I've set up a distributed Hadoop environment within VirtualBox: 4 virtual Ubuntu 11.10 installations, one acting as the master node, the other three as slaves. I followed this tutorial to get the single-node version up and running and then converted to the fully-distributed version. It was working just fine when I was running 11.04; however, when I upgraded to 11.10, it broke. Now all my slaves' logs show the following error message, repeated ad nauseum:
INFO org.apache.hadoop.ipc.Client: Retrying connect to server: master/192.168.1.10:54310. Already tried 0 time(s). INFO org.apache.hadoop.ipc.Client: Retrying connect to server: master/192.168.1.10:54310. Already tried 1 time(s). INFO org.apache.hadoop.ipc.Client: Retrying connect to server: master/192.168.1.10:54310. Already tried 2 time(s).

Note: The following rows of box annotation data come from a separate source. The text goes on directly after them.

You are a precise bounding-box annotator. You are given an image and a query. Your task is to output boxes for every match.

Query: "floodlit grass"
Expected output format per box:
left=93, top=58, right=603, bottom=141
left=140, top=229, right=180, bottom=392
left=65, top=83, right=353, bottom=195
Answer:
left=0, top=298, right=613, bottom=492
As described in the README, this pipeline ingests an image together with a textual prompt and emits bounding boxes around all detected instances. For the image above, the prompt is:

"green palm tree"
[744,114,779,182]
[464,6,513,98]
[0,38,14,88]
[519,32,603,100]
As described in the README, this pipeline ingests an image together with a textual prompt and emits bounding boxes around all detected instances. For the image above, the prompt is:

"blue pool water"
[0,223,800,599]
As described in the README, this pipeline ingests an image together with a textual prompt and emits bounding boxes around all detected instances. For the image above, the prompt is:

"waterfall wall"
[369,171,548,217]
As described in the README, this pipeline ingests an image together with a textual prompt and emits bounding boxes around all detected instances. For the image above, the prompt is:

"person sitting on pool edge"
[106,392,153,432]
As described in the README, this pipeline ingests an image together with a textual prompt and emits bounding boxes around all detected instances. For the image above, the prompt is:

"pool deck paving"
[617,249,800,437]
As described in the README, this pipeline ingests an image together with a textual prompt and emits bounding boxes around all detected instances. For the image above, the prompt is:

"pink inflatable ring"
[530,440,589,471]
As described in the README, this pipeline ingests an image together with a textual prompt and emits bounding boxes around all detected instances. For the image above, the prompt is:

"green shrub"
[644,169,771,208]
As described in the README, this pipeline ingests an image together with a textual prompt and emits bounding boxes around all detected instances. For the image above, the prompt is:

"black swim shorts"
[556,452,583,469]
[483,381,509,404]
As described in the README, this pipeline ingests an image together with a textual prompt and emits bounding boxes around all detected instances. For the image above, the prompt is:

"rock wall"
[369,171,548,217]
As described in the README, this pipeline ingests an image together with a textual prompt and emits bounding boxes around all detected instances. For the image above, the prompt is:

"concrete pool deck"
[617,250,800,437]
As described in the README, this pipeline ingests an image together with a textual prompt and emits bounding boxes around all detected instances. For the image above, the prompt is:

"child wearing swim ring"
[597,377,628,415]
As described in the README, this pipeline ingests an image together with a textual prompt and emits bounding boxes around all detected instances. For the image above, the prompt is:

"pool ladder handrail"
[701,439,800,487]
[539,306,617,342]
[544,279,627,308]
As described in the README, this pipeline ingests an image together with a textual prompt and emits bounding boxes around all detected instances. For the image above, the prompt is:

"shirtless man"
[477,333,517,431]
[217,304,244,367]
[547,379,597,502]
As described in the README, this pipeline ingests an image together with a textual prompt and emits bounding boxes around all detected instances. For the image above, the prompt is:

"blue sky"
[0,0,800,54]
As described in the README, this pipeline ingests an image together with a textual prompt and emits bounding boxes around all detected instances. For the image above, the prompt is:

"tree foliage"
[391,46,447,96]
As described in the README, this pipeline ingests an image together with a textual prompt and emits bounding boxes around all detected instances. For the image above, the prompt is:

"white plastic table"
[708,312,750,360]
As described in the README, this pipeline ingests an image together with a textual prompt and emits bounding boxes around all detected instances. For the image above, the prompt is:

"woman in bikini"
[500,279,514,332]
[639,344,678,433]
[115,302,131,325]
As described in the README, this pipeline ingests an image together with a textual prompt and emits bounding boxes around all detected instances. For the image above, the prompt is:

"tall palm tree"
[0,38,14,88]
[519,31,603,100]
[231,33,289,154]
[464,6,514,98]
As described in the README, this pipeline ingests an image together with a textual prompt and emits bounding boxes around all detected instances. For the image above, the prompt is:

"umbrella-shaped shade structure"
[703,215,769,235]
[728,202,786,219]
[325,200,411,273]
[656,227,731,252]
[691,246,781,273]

And so on. I've found other instances of this error message on the Internet (and StackOverflow) but none of the solutions have worked (tried changing the core-site.xml and mapred-site.xml entries to be the IP address rather than hostname; quadruple-checked /etc/hosts
on all slaves and master; master can SSH password-less into all slaves). I even tried reverting each slave back to a single-node setup, and they would all work fine in this case (on that note, the master always works fine as both a Datanode and the Namenode).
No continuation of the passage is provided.